Всего пять слов. Пять слов, способных разрушить жизнь.
Мне хочется бежать за ним следом. Мне хочется переубедить его. Но на всем его облике уже лежит печать "чужой".
"Больше не хочу и не могу".
Слова, с которыми невозможно бороться. Как ни унижайся. Как ни плачь.

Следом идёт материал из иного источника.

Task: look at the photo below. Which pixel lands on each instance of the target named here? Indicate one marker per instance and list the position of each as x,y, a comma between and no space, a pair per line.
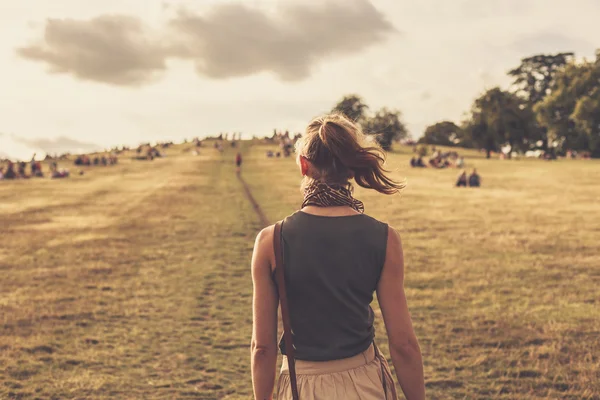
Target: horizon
125,73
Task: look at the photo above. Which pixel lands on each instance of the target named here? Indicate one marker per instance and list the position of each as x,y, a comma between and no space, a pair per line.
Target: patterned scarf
322,195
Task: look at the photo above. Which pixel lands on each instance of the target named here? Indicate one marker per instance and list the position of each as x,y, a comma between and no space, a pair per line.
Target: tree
445,133
534,80
571,111
353,107
387,126
499,118
535,77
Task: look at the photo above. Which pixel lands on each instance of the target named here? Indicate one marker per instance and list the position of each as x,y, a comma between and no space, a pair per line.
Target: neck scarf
322,195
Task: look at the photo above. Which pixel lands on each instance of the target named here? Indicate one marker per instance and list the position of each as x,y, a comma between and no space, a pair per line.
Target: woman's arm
264,329
404,347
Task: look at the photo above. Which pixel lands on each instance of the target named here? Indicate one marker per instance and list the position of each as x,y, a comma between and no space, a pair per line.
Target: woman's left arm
264,305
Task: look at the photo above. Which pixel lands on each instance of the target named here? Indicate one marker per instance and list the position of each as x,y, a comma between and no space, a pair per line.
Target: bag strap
285,313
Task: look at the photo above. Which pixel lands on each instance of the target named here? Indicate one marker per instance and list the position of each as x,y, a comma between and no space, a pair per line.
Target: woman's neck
334,211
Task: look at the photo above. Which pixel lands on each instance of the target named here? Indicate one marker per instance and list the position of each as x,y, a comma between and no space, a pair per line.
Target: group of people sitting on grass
147,152
85,160
36,171
439,160
21,172
473,180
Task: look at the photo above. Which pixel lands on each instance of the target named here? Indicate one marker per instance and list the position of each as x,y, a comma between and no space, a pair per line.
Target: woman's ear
303,166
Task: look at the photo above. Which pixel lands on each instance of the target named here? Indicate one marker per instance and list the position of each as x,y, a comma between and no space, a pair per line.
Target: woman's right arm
404,347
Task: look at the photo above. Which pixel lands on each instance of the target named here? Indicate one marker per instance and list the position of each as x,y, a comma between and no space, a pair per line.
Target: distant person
462,179
33,165
10,171
238,162
22,167
474,179
336,258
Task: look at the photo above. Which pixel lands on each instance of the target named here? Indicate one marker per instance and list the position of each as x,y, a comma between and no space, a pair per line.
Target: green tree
499,118
388,127
353,107
445,133
534,79
571,111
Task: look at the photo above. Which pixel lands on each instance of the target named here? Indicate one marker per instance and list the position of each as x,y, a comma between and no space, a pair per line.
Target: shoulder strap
285,314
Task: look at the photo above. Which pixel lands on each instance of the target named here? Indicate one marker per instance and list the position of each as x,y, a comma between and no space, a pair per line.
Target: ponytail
335,146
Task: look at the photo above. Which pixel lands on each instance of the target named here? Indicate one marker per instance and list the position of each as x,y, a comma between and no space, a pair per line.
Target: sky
79,75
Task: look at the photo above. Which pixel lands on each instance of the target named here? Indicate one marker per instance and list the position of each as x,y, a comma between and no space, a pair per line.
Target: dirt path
261,215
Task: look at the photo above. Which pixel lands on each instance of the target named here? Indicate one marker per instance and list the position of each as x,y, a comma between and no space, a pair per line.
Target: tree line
553,105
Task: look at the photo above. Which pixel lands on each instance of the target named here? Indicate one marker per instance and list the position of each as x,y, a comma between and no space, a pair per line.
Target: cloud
495,9
235,40
231,40
551,42
60,145
113,49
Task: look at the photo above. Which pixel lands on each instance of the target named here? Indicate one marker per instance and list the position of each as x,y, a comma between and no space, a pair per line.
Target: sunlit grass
133,281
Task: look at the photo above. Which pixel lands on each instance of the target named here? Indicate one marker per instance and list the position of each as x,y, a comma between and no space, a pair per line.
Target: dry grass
132,281
502,281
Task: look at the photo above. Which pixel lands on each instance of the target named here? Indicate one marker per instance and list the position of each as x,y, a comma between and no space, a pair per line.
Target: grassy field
132,281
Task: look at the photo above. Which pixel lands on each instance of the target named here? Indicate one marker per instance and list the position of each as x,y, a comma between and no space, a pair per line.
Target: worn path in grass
133,282
130,282
502,281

Слова, в которые так трудно поверить. Ведь он же пришел за мной, чтобы спасти. Меня единственную. Неужели же теперь я для него — нежеланное напоминание о том ужасе, что он пережил? Неужели теперь мое присутствие рядом для него несет только вред?
Думать об этом больно, но я вдруг сознаю: так и есть.
Лучшее, что я могу для него сделать — это не мешать ему построить жизнь заново. Ту жизнь, где не будет ничего, что способно напомнить о больном и страшном. Жизнь, где рядом с ним будет кто-то другой, не запачканный сажей и пеплом сгоревшего прошлого.
Я должна его отпустить. Мне придется его отпустить, если я желаю ему добра. А я желаю. Пусть даже ценой собственного сердца. Главное для меня — чтобы однажды он стал счастливым.
— Я люблю тебя, — шепчу чуть слышно, когда он поворачивает на соседнюю аллею и скрывается из вида. — Люблю.
Слова, которые так и не сказала ему вслух ни разу. Бесполезные уже слова с привкусом соли и яда на языке.
То, с чем мне придется отныне жить.
Когда возвращаюсь домой, к отцу, оказывается, что там меня уже дожидается мать. Ее лицо, как и всегда, имеет сдержанное выражение, но когда я вхожу в кухню и она видит меня — все неожиданно меняется.
Она не говорит ни слова. Просто раскрывает мне объятия, понимая или чувствуя все сердцем. И я кидаюсь к ней, не в силах больше сдерживать рыданий. Прячусь в руках, которые держали меня, новорожденную, и также, как когда-то в детстве, чувствую сейчас: эти руки — самые надежные на свете.
Укрой меня, мама. Помоги мне.
Позже, в полумраке спальни, мы наконец говорим. Впервые говорим обо всем, что умалчивалось много лет. Обо всем, чего не понимали или не хотели понять.